The ruling did, however, say that while HGA may complete its contracts, including one for $16 million that calls on HGA to monitor the administration of grants to parishes and municipalities as part of the recovery process from Hurricanes Katrina, Rita, Ike and Gustav, it may not renew its contracts.
That is because the state ethics law, promoted and passed by Jindal barely more than a month after taking office during a 2008 special legislative session, stipulated that no state office holders, including BESE members, who held ownership of five percent or greater could participate in any contract or subcontract that is funded or reimbursed in whole or in part with federal funds or for any disaster recovery contract.
The $16 million contract with the Office of Community Development (OCD) through the Division of Administration (DOA) is specifically for disaster recovery and is 100 percent funded by federal Community Development Block Grant (CDBG) funds.
The really interesting thing about Guillot’s request to the board is the timing. Normally, a candidate with a potential conflict of interest would request and obtain a determination from the board prior to paying qualifying fees and incurring campaign expenses.
Not Guillot.
His strategy was to win and then get the ruling after the fact—kind of like the theory that it’s easier to get forgiveness than permission.
There may well have been a method to the madness, however.
That $16 million contract?
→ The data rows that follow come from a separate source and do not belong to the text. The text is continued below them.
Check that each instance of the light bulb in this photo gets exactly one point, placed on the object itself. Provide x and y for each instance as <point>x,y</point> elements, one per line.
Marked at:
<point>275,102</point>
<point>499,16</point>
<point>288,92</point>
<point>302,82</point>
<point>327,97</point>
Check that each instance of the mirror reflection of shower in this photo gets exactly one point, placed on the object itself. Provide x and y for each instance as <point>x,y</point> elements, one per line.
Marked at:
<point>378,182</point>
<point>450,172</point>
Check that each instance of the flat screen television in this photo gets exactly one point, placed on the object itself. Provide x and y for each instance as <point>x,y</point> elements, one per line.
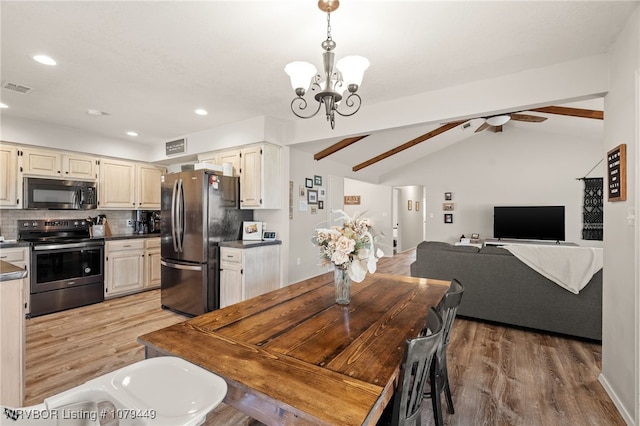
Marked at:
<point>529,222</point>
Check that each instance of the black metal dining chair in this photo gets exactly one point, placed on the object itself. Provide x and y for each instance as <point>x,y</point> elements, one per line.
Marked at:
<point>414,371</point>
<point>438,373</point>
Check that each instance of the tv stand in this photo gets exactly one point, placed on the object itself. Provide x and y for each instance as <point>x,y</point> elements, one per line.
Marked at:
<point>505,241</point>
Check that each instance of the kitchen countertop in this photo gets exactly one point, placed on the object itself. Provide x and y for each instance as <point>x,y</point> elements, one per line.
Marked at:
<point>131,236</point>
<point>9,271</point>
<point>13,244</point>
<point>248,244</point>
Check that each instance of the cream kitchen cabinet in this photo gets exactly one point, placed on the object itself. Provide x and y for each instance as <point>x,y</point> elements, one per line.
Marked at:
<point>14,297</point>
<point>151,263</point>
<point>148,179</point>
<point>220,157</point>
<point>9,177</point>
<point>40,162</point>
<point>131,265</point>
<point>127,185</point>
<point>260,186</point>
<point>123,267</point>
<point>117,184</point>
<point>248,272</point>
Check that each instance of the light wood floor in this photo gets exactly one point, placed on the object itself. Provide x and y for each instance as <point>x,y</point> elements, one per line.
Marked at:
<point>499,375</point>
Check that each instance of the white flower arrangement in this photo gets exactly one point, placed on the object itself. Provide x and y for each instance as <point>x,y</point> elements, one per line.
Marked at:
<point>350,246</point>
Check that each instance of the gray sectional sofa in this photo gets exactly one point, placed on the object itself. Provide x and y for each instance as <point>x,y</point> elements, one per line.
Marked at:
<point>499,287</point>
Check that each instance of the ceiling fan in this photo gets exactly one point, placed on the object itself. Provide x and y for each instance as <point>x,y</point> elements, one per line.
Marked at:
<point>495,122</point>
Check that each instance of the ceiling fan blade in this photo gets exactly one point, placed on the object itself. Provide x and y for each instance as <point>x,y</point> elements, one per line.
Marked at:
<point>528,118</point>
<point>572,112</point>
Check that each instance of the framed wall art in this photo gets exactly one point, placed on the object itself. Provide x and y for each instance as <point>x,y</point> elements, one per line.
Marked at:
<point>617,173</point>
<point>312,196</point>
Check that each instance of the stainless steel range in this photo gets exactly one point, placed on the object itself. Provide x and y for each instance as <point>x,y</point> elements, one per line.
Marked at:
<point>67,265</point>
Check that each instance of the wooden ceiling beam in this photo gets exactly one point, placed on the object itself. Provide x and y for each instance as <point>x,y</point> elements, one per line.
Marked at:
<point>572,112</point>
<point>337,147</point>
<point>407,145</point>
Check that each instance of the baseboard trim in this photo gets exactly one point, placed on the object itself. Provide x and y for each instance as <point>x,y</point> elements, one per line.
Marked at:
<point>628,418</point>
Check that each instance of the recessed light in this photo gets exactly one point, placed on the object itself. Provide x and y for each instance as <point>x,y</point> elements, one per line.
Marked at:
<point>96,112</point>
<point>44,59</point>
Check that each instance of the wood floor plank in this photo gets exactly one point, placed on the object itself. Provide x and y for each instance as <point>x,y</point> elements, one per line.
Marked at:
<point>499,375</point>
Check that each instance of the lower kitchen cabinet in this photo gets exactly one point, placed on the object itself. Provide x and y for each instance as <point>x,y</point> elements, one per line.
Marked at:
<point>248,272</point>
<point>131,266</point>
<point>14,304</point>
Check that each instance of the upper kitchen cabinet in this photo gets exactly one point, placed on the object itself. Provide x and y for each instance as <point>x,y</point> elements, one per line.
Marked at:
<point>117,184</point>
<point>127,185</point>
<point>148,179</point>
<point>8,177</point>
<point>260,186</point>
<point>40,162</point>
<point>231,156</point>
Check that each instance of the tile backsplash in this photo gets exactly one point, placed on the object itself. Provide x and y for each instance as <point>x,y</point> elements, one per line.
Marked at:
<point>117,219</point>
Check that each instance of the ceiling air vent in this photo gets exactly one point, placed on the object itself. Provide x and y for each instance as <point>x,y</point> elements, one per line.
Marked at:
<point>17,87</point>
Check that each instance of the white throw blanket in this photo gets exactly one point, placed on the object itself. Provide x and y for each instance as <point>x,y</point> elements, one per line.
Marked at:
<point>569,267</point>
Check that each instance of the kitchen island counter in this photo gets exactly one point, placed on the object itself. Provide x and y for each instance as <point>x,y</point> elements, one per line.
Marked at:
<point>241,244</point>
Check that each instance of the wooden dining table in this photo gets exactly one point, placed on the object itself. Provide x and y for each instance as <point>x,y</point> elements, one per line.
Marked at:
<point>293,356</point>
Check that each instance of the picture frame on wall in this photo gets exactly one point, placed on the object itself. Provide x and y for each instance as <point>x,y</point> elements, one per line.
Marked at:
<point>312,196</point>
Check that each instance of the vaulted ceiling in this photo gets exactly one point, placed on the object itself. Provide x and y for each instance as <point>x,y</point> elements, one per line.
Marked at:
<point>149,65</point>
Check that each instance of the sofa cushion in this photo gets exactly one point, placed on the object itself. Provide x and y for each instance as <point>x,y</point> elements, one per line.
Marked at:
<point>440,246</point>
<point>495,250</point>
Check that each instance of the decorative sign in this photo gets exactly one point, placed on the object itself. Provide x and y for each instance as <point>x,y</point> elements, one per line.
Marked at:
<point>178,146</point>
<point>351,200</point>
<point>617,172</point>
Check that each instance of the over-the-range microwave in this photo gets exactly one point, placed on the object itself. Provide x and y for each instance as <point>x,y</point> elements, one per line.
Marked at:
<point>58,194</point>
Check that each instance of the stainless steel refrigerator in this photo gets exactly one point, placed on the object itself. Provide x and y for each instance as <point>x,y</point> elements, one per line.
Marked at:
<point>199,209</point>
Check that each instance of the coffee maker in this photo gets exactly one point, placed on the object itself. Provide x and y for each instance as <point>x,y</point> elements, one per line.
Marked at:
<point>147,222</point>
<point>153,221</point>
It is actually the second of two such contracts of comparable amounts with OCD for the oversight of the grant administration.
The first contract expired on June 30 of this year.
The current contract kicked in the next day, on July 1—right in the middle of the campaign for the BESE seat.
What if he had requested the opinion, say last April or May?
It is entirely possible that the board might have ruled his company ineligible to submit a proposal for renewing its contract in light of his ongoing campaign for state office.
In order to circumvent the possibility of an adverse ruling that would cost his company millions, simply wait until after the election—and even more important, after the new contract goes into effect—and get a ruling then.
But what happens when the current three-year contract expires on June 30, 2014? By that time, nine years post-Katrina, logic would dictate that virtually all disaster recovery would be complete and that there would be no need to renew the contract for another three years.
If, however, the disaster recovery is not over, or should another hurricane necessitate a new round of disaster recovery funding, look for Guillot to resign from BESE in order to prevent his firm’s losing out on a new multi-million dollar contract. Of course, he would have to resign on or before June 30, 2013–or a full year before expiration of the contract. That would still give Jindal 18 months of a super majority on BESE to push through his educational programs.
Brilliant strategy.
Could that familiar adage about the “Golden Rule”—“Those who’ve got the gold make the rules”—apply to Jindal’s “gold standard” of ethics as well?